Password Strategies to Avoid

  • Sequences or repeated characters (12345678, 222222, or abcdefg)
  • Avoid using only look-alike substitutions or numbers or symbols (P@ssw0rd)
  • Avoid your login name. Do not use any part of your name, birthday, social security number, or similar information of yours or your loved ones.
  • Avoid dictionary words in any language. Cyber criminals use software tools that can guess these passwords, even if they are spelled backward.
  • Avoid using only one password for all your accounts. If one password is compromised then all of your accounts are compromised.
  • Be careful with password recovery questions. Do not use your password as the recovery question's answer. Many sites will simply send you the password if you answer the question correctly.

How to Keep a Password Safe

Treat your passwords with as much care as you treat the information that they protect.
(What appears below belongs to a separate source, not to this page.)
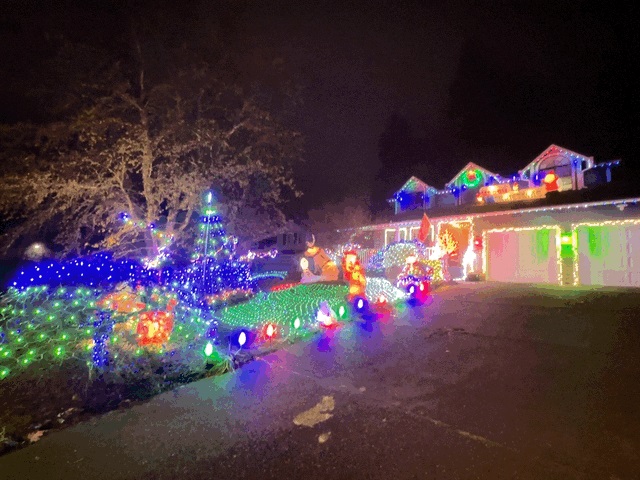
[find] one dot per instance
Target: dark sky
(491, 82)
Use strong passwords to log in to your computer and to any site where you enter your credit card number, or any financial or personal information.
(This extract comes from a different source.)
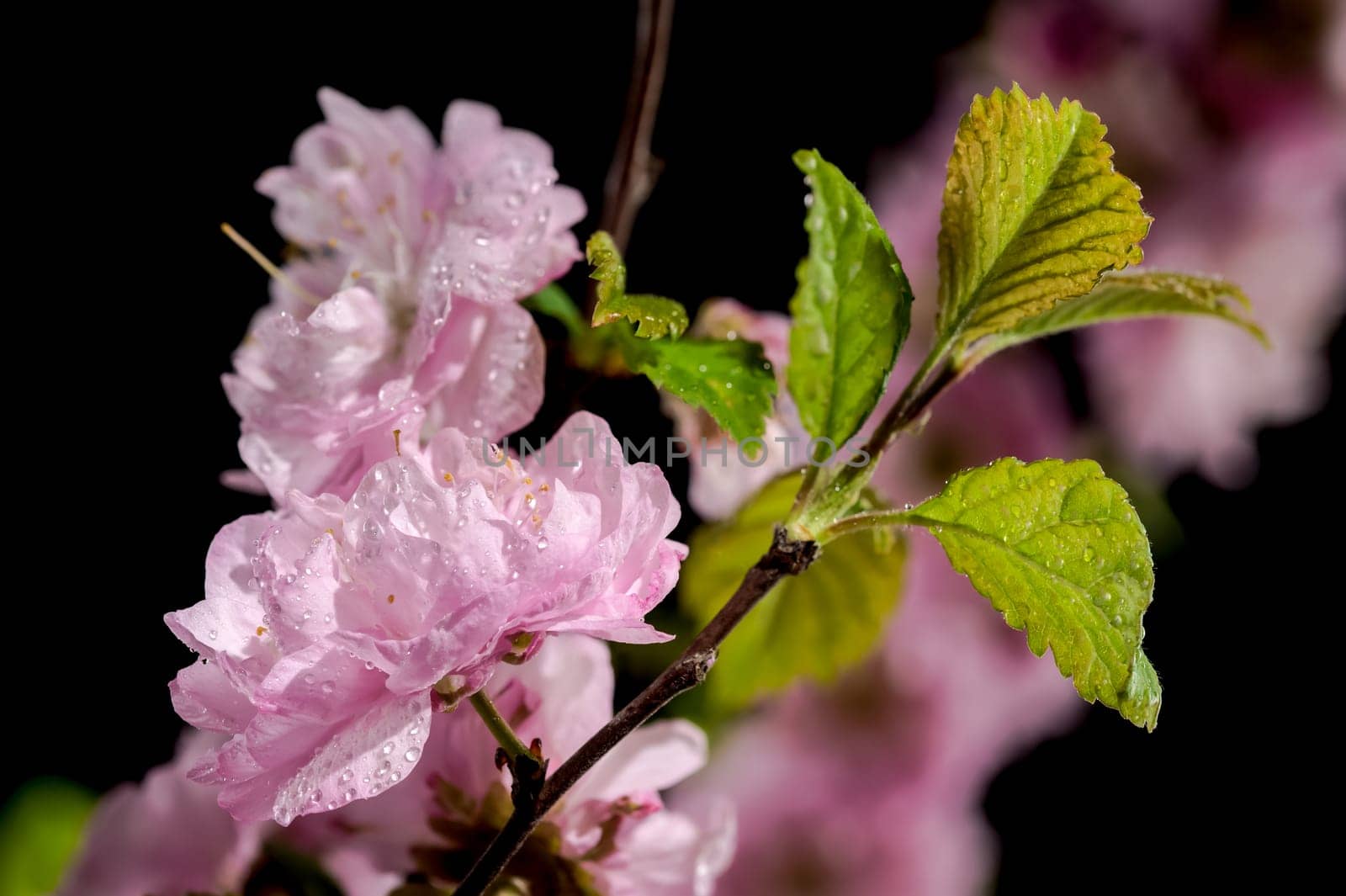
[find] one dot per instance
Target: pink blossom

  • Don't reveal passwords to others. Keep your passwords hidden from friends or family members (especially children) who could pass them on to other less trustworthy individuals.
  • Be careful with password recovery questions (e.g. "What was your mother's maiden name?"). Don't reveal these answers to others and don't choose questions with answers that are freely available on the web.
  • Protect any recorded passwords:
    • Be careful where you store the passwords that you record or write down
    • Don't store passwords on a file in your computer, because criminals will look there first
    • Don't carry passwords around in your wallet or hide them under your keyboard
    • Don't leave a record of your passwords anywhere that you would not leave information that the
      passwords protect.
  • Never provide your password over email or in response to an email request.
    • Any email message that requests your password or requests that you to go to a website to verify your password is almost certainly a fraud. This includes requests from trusted companies or individuals. Email can be intercepted in transit, and email messages that request information might not be from the senders they claim to be.
    • Internet "phishing" scams use fraudulent email messages to entice you to reveal your user names and passwords, steal your identity, and more.
  • Do not type passwords on computers when you’re on a network that you do not control.
    • Computers such as those in Internet cafes, computer labs, shared systems, kiosk systems, conferences, and airport lounges should be considered unsafe for any personal use other than anonymous Internet browsing.
    • Do not use these computers to visit chat rooms, check online e-mail, bank balances, business mail, or any other accounts that requires a user name and password .
    • Criminals can purchase keystroke logging devices for very little money and they take only a few moments to install. With these devices, malicious users can gather information typed on a computer from across the Internet.
  • Use more than one password
    • Use different passwords for different websites and services.
    • If any one of the computers or online systems using a particular password is compromised, all of your other information protected by that same password should be considered compromised as well.